Serve with coleslaw, salad, or vegetables, and homemade tartar sauce.
NOTE: Even if you don’t have the luxury of living in Alaska or have access to quality fresh or frozen salmon, you can easily substitute canned wild Alaskan salmon - or any other type of fish - in this recipe. Halibut and cod work extremely well in this recipe.
ANOTHER NOTE: This is a great way to use up leftover salmon or other fish.
A few good reasons to splurge & make wild Alaskan salmon cakes:
- Think smarter. Just 3 ounces (about one wild Alaskan salmon cake) boasts 1200mg of omega-3 fats, including a good amount of brain-nourishing DHA.
- Protect your skin. That’s because salmon has a ton of the antioxidant, astaxanthin, which may reduce UVA damage from the sun. It’s like sunscreen from the inside-out.
- Boost your vision. Astaxanthin may reduce eye strain, fatigue, and even help prevent macular degeneration.
- Calm inflammation. The combination of omega-3s and astaxanthin is an inflammation-fighting duo, making it a great choice for a post-workout meal.
And if you want the most benefits, opt for Sockeye salmon (also called “red” salmon), which has the highest levels of astaxanthin.
Until next week,
PS – Wondering what’s in the side dishes? I followed a similar recipe to this one for the coleslaw (just sub purple cabbage). And the baby broccoli was prepared in the same manner as these pan-seared Brussels sprouts.
15 CommentsLeave a comment
This looks like something I might try. I’m not a big seafood fan and I’m very picky about fish. I do however like Salmon. I have had it grilled a few times and also tried salmon cakes I think at Red Lobster and I liked them. My husband would be so excited if I made these. He is deprived of seafood he would say. Thanks for the recipe!
I hope these are a hit in your house, Katie. 🙂
Love this! I’m always looking for interesting recipes and I’m a huge fan of sefood, I have some salmon in my fridge now!
Just in time! Let me know how they turn out, Angela.
These look DELICIOUS! Thank you so much for a grain-free option!
These look awesome!! Can I freeze them? Wanting to do a whole bunch of meal prep this weekend and have them on hand for week day meals if possible 🙂 Oh yes – and will sweet potato work?
(Thanks for all the awesomeness!)
Yes they can be frozen and reheated.
I made a few modifications because I didn’t have time to go to the grocery store. I used a sweet potato instead of russet. Subbed celery for the peppers. I only had two medium sized eggs left in the fridge so I baked the cakes for 10 minutes at 375 degrees because I tried the cast iron and my cakes were falling apart. Probably needed more egg or could have added flax egg? I tasted the first batch and they were soo yummy! I’m sure the oven ones will be tasty too. Thanks for the great recipe!
Excited to try these! Do you think it would be okay to fry the cakes in the bacon grease, instead of coconut oil?

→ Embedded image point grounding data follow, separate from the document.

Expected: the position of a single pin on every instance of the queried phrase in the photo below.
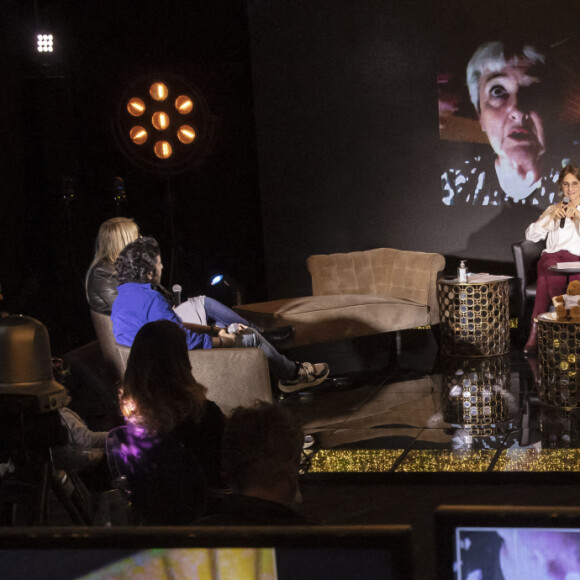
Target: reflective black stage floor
(392, 444)
(433, 414)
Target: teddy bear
(568, 305)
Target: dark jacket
(102, 287)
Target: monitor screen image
(245, 553)
(508, 543)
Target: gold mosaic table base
(475, 394)
(559, 361)
(474, 318)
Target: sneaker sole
(285, 388)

So, cook the salmon twice? In the ingredient list it says salmon, cooked then fried after combining all ingredients. I’ve got fresh fish and would love to try this. Could I just forgo the first cook and fry a little longer? So happy I found your site. I’m a first time mom in nesting mode!

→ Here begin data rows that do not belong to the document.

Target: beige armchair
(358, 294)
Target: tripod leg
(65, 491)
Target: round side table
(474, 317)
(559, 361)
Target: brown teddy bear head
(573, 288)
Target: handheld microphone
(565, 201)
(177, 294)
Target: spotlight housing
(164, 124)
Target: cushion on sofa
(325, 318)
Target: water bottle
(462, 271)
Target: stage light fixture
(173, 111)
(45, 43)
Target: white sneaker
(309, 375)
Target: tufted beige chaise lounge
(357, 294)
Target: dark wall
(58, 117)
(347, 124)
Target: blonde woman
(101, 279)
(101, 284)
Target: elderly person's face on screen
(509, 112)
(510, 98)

The fish needs to be cooked so it can be flaked apart to blend into the other ingredients of the salmon cakes. Enjoy a meal of fresh fish and make a little extra, then use the leftovers in this recipe.
If you’re using canned fish, it’s already cooked, so can go straight into the recipe.

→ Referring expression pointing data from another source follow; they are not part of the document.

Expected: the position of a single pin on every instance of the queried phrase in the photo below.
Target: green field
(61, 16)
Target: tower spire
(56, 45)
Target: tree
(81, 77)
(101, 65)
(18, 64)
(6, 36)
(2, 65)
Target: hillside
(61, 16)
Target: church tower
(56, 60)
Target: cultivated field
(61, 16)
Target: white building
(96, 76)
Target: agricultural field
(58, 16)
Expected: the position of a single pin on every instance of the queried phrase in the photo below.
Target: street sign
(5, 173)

Is there a substitute for the bacon? We don’t eat pork. I’d love to make this for my postpartum freezer stock!
Hi Maya, I’m not sure how old your comment is, but I wanted to share that we often make these without bacon (we eat bacon, we just don’t always have it on hand or the extra time to cook it up) and just add extra salt. You can add extra of other flavor ingredients too, like lemon zest, but without the bacon we feel like they need more salt even if we add nothing else.
I’m looking forward to making this recipe. Just wondering if you could tell me how long I could freeze these for?